「合意なき離脱」で個人データの移転に支障の恐れ

英国が新協定を締結せずに欧州連合(EU)から離脱する「合意なき離脱」が起きると、EUに残留する27カ国と英国の間で個人情報を円滑にやり取りできなくなる恐れがる。英国とEUが締結した離脱協定が英議会で否決され、合意なき離脱の恐れが高まっていることから、ドイツの経済界では危機感が強く、独商工会議所連合会(DIHK)のマルティン・ヴァンスレーベン専務理事は企業に早急な対策を呼びかけた。
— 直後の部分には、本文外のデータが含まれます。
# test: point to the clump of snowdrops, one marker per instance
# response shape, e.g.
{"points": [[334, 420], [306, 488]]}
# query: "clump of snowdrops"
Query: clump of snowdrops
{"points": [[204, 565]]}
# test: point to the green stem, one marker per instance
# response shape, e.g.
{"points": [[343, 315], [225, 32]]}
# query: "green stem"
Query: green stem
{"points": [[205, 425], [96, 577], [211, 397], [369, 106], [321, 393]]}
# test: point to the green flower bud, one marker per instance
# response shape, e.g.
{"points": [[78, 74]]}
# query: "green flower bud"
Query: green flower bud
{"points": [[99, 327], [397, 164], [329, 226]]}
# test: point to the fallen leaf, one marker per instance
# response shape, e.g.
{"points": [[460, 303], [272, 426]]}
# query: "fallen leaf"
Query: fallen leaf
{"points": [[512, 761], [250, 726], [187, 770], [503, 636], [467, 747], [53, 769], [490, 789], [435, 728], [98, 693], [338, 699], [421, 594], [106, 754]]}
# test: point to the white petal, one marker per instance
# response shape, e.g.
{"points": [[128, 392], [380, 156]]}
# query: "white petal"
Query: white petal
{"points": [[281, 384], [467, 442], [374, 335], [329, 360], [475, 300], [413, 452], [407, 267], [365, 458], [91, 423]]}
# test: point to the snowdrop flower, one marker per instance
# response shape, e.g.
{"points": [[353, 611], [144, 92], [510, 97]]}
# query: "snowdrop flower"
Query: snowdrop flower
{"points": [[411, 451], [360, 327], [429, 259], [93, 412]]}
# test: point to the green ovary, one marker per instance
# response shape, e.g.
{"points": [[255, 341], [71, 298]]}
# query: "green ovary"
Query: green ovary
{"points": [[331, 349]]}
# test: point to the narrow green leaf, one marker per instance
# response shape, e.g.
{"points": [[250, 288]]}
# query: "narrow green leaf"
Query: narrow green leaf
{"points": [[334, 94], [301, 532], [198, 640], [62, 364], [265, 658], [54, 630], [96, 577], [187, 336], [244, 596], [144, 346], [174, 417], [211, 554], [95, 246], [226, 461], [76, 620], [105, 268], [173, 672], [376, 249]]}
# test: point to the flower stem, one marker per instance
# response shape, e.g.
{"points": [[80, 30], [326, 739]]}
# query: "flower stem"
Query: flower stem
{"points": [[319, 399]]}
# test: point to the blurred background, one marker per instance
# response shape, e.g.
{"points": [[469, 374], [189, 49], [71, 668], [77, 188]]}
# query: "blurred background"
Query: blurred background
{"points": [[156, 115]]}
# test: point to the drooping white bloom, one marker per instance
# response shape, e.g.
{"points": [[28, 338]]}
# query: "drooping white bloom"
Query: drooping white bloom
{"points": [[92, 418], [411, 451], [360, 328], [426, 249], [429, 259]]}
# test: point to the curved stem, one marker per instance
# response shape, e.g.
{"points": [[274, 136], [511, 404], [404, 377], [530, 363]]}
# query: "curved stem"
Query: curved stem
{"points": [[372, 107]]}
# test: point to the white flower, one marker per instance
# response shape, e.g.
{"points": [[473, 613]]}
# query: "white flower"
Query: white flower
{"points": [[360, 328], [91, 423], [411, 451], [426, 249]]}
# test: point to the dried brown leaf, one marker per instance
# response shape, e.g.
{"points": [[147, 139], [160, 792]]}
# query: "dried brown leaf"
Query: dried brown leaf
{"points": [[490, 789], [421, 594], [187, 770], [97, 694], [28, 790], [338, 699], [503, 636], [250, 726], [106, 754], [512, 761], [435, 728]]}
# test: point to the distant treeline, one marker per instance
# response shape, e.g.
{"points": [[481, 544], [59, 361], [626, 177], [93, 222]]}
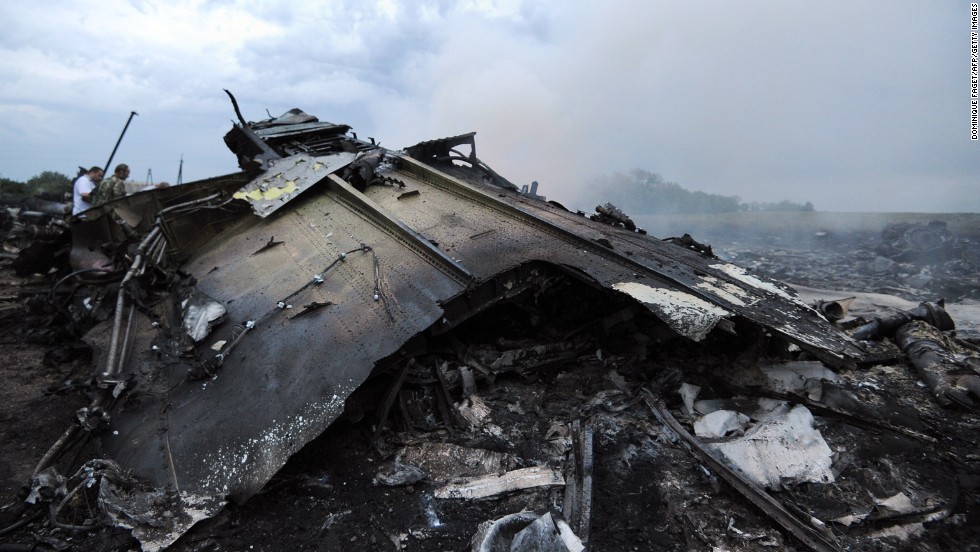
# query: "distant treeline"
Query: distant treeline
{"points": [[49, 185], [643, 192]]}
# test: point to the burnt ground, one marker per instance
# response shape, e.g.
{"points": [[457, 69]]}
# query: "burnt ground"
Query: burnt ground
{"points": [[650, 493]]}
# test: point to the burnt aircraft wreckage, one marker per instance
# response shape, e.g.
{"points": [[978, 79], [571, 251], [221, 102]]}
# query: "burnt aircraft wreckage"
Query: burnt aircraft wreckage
{"points": [[256, 304]]}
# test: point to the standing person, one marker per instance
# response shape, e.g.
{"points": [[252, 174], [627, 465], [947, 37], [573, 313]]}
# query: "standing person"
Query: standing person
{"points": [[83, 188], [113, 187]]}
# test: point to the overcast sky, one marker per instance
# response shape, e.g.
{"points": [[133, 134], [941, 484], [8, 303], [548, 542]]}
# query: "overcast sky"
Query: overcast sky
{"points": [[850, 105]]}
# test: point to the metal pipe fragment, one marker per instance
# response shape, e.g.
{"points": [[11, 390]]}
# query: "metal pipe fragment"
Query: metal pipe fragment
{"points": [[936, 365], [933, 313], [835, 310]]}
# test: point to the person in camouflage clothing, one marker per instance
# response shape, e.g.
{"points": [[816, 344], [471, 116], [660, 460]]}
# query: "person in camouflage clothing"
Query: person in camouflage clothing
{"points": [[113, 187]]}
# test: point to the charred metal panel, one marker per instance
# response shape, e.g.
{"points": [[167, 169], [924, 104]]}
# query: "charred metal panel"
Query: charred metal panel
{"points": [[287, 178], [288, 377], [370, 271], [516, 229]]}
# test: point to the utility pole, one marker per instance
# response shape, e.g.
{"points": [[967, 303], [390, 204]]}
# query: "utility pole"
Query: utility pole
{"points": [[113, 154]]}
EUでは一般データ保護規則(GDPR)が2018年5月に施行された。EU28カ国とノルウェー、リヒテンシュタイン、アイスランドの計31カ国で構成される欧州経済地域(EEA)の域外に個人データを持ち出すことが原則として禁止されており、違反した場合は高額の制裁金を科される可能性がある。
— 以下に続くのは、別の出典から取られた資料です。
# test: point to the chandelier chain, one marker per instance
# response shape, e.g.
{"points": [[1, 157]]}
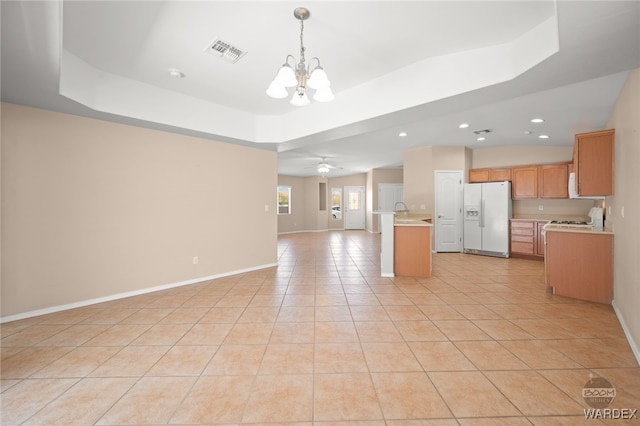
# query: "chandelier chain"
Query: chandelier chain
{"points": [[302, 42]]}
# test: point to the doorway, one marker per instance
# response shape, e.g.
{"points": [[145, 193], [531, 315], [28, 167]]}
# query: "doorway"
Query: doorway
{"points": [[354, 207], [448, 210]]}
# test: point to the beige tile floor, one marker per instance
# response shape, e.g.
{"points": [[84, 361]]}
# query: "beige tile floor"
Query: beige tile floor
{"points": [[323, 339]]}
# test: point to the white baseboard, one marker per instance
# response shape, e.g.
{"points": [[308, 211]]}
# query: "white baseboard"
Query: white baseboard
{"points": [[303, 231], [59, 308], [627, 333]]}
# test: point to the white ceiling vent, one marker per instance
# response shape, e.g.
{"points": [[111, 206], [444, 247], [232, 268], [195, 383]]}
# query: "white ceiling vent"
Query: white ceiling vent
{"points": [[226, 51], [482, 132]]}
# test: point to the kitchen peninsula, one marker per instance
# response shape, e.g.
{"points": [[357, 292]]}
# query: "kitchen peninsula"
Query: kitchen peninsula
{"points": [[579, 262], [412, 246], [405, 244]]}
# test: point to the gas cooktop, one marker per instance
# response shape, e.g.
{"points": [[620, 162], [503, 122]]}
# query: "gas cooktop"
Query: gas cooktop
{"points": [[569, 222]]}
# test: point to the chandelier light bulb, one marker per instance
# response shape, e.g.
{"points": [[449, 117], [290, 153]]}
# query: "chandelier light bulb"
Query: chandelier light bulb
{"points": [[300, 99], [286, 77]]}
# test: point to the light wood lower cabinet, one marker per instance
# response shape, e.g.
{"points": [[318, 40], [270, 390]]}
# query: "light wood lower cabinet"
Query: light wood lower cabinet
{"points": [[412, 251], [526, 238], [580, 265]]}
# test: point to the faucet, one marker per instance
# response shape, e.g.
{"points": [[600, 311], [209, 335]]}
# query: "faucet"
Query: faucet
{"points": [[404, 208]]}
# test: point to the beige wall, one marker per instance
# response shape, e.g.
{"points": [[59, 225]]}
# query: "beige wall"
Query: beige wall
{"points": [[508, 156], [419, 166], [93, 209], [359, 179], [375, 178], [625, 119], [296, 220]]}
一方、欧州委がEUと同等のデータ保護水準を確保していると認めた国・地域に関しては、例外的にデータ移転を認める「十分性認定」の仕組みがあり、これまでにカナダやスイス、日本などが認定を受けた。また、16年8月に発効した「プライバシーシールド」と呼ばれるEU・米間の枠組みに基づき、EUから米国へのデータ移転も認められている。
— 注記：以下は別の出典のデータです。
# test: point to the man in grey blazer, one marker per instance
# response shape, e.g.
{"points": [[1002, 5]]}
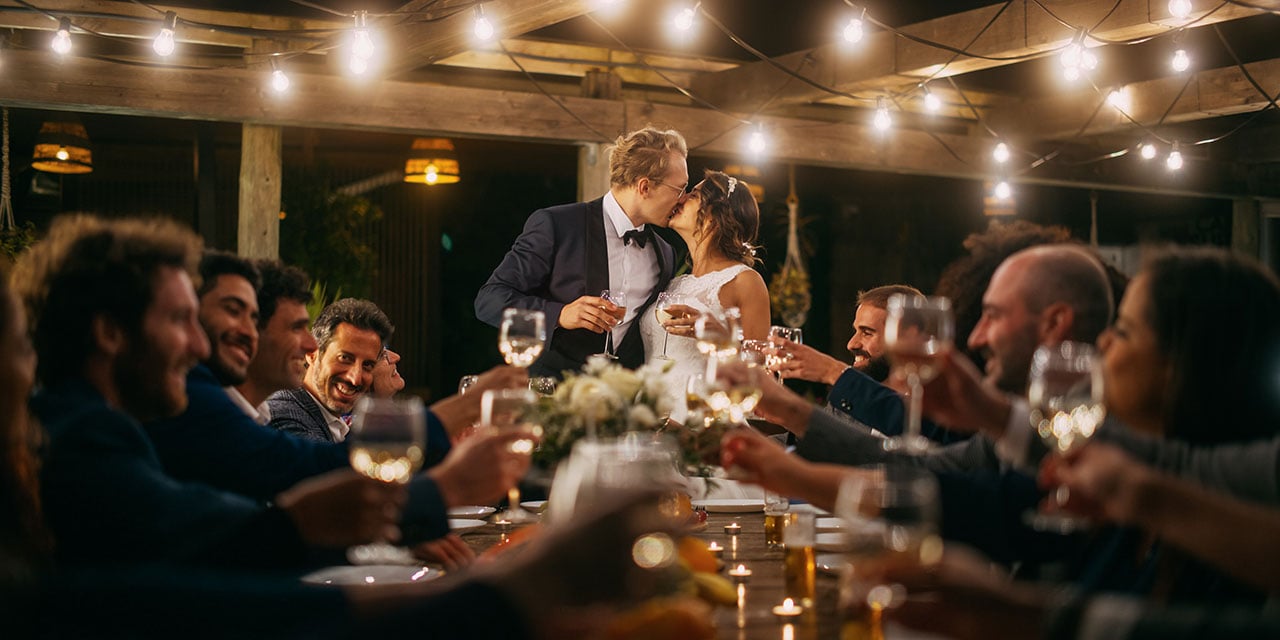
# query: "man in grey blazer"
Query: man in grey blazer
{"points": [[568, 254]]}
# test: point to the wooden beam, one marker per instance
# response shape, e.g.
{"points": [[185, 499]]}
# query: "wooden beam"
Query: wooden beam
{"points": [[883, 59], [426, 42], [1208, 94]]}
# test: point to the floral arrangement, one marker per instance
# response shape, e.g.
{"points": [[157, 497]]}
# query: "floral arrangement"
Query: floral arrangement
{"points": [[613, 400]]}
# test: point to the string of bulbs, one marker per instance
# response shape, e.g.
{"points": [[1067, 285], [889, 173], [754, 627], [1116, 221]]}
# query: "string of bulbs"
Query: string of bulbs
{"points": [[1075, 58]]}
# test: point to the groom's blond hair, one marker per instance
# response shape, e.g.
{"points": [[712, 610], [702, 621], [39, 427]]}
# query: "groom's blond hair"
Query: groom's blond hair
{"points": [[644, 154]]}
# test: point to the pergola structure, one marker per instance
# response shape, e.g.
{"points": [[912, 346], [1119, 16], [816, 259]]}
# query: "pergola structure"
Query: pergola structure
{"points": [[565, 71]]}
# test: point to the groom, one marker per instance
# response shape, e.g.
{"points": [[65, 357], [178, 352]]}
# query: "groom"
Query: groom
{"points": [[568, 254]]}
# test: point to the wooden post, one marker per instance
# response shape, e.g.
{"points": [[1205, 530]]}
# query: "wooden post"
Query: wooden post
{"points": [[593, 170], [259, 225]]}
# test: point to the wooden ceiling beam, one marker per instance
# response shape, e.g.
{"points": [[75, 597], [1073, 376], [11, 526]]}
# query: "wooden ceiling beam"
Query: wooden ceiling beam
{"points": [[885, 59]]}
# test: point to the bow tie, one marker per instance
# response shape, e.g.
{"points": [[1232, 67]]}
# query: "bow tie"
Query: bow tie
{"points": [[638, 236]]}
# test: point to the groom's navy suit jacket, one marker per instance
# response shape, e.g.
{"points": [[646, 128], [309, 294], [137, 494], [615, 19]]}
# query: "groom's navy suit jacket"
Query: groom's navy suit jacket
{"points": [[558, 257]]}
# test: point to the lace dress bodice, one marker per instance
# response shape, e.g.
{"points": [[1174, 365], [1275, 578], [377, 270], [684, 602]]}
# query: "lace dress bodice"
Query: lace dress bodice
{"points": [[700, 292]]}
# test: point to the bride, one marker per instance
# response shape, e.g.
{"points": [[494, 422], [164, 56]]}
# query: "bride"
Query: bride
{"points": [[718, 222]]}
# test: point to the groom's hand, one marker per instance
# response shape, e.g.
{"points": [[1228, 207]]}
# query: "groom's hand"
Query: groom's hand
{"points": [[589, 312]]}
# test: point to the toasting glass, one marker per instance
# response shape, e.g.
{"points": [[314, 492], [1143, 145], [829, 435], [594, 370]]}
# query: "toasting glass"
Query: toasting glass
{"points": [[917, 330]]}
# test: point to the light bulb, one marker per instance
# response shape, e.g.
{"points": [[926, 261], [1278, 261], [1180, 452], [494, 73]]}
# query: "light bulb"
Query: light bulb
{"points": [[279, 81], [1182, 62], [1001, 152], [882, 119], [685, 19], [62, 42], [854, 31]]}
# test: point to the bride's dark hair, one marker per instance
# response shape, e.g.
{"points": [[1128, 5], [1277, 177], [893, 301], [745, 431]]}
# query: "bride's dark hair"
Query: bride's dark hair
{"points": [[728, 205]]}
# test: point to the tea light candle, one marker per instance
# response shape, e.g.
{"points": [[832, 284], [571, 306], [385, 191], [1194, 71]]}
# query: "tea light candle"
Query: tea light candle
{"points": [[787, 609]]}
英国が新協定を締結しないままEUから離脱すると、同国はEUだけでなくEEAからも離脱する。また、データ移転が認められる十分性認定も受けていないことから、企業などがEU加盟国から個人データを持ち出すことが難しくなる。

独産業連盟(BDI)の調査によると、ドイツ企業のうち英国に拠点を置く企業に個人データの処理を委託するのは昨年時点で全体の14%に上った。DIHKのヴァンスレーベン専務理事は、合意なき離脱の場合は銀行、保険などサービス分野を中心にGDPRに抵触する企業が出てくると指摘。その対策で企業にコストが発生するとの見方を示した。